Sebelumnya..
Helga kembali melirik cowok tadi. Akan tetapi cowok tersebut tak bergeming. Menyimak setiap perkataan Pak Rully. Niat untuk tidurnya ia singkirkan, sepertinya dia harus mengawasi manusia bermata coklat di pojokan. Sesekali dia melirik cowok itu. Dia berharap dapat menangkap basah cowok itu ketika memandang Aska.
Childish.
Tiga ~ Hell
Bel istirahat berbunyi. Aska membereskan buku-bukunya ke dalam laci meja kayunya. Dia sibuk mencari pennya karena ia merasa tadi menjatuhkannya gara-gara gangguan dari makhluk di belakangnya. Sementara itu, Helga yang masih duduk di belakangnya tidak langsung keluar kelas setelah mendengar bel istirahat berbunyi. Matanya sedari tadi sibuk fokus kepada satu sosok di pojok kelas, Randi. Mereka berdua saling bertatapan tidak suka. Karena Randi risih lama-kelamaan menatap Helga akhirnya dia memutuskan pergi keluar kelas. Helga menautkan alisnya dengan ekspresi tidak suka.
Gue yakin, ada yang tidak benar dengan Mata Elang itu.
Plak.
Aska memukulkan bukunya ke Helga. “Gara-gara lo pen gue ilang!
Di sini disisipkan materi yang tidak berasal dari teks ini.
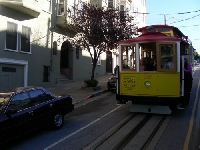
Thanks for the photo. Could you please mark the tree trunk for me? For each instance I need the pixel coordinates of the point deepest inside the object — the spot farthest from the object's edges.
(93, 70)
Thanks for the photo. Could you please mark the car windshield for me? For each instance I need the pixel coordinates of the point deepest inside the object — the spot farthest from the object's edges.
(4, 97)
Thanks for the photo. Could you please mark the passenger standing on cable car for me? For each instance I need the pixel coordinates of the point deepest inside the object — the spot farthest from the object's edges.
(187, 80)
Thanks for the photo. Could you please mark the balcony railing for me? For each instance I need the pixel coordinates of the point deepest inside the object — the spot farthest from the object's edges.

Gue nyari sampai kepala gue terantuk meja! Hih!” hampir saja Aska memukulkan bukunya lagi ke Helga akan tetapi Helga mengacak rambutnya lalu keluar dari kelas dengan tertawa. Meninggalkan Aska yang dirundung emosi.
Aska membuang pandangannya keseluruh sudut kelas. Dia tidak melihat siapapun didalam kelas. Ternyata ketiga sahabatnya telah pergi meninggalkan dia untuk ke kantin seperti biasa. Dia mendengus kesal. Setelah mamasukkan handphonenya ke saku rok birunya, dia hendak berdiri.
Dukk.
Lututnya terantuk meja. Dia mendesis pelan. Dia melihat warna merah menembus perban yang sedari pagi telah membalut lututnya. Dia berjalan agak pincang keluar dari kelas. Dia merutuki hari ini yang begitu sial. Akan tetapi dia sadar, setiap hari seperti kutukan bahkan tak terkecuali. Entah kapan semua akan berakhir. Entah.
~
Aska masuk ke perpustakaan dengan menyeret kaki kirinya sambil meringis karena beberapa saat yang lalu dia telah menabrak pintu perpustakaan karena terhuyung beberapa anak yang berombong memasuki perpustakaan dengan tergesa-gesa sambil bercanda. Dia menatap sinis beberapa anak yang membuatnya harus menubruk pintu.
Dia meraih beberapa koran seperti biasa. Duduk dengan tenang sambil membolak-balik koran tersebut. Dia terhenti di beberapa halaman untuk membacanya dengan teliti dan berusaha mengingatnya.
Drrt.
Dia merasakan handphonenya bergetar. Dia merogoh saku roknya. Mengambil handphonenya. Hampir dia membuka mode kunci pada handphonenya, matanya beralih. Dia merasakan sedari tadi ada yang memperhatikan gerak-geriknya. Dia mengedarkan pandangannya ke barisan kursi di belakangnya. Matanya mendapatkan 3 anak laki-laki dan 2 anak perempuan. 2 anak laki-laki dan 2 perempuan sepertinya sedang berdiskusi bersama, tetapi ada 1 anak laki-laki yang duduk tidak jauh dari keempat murid tadi. Aska memicingkan matanya. Ada yang aneh. Matanya terfokus pada anak laki-laki yang wajahnya tertutup buku bertuliskan “Biologi XI” akan tetapi buku tersebut terbalik.
Randi.
Randi menyadari bahwa Aska telah menangkap basah perbuatannya. Dia menelan ludah kasar. Menurunkan bukunya perlahan. Mendapati Aska yang masih menatapnya. Dia gugup. Dia tidak tahu harus berbuat apa, bahkan untuk mengatakan sesuatu lidahnya begitu kelu. Akhirnya dia menggeser kursi yang ia duduki.
“Ini gue sudah menemukan jawaban dari essay nomor lima!”
Randi tiba-tiba bergabung dalam diskusi keempat murid disampingnya. Menunjuk sebuah kalimat pada halaman yang ada didalam buku yang ia pegang. Akan tetapi ia mendapatkan respon muka bingung dari keempat murid tersebut. Randi mengedipkan matanya kepada keempat murid tadi sambil menggigit bibir bawahnya, seolah dia memohon untuk ditolong.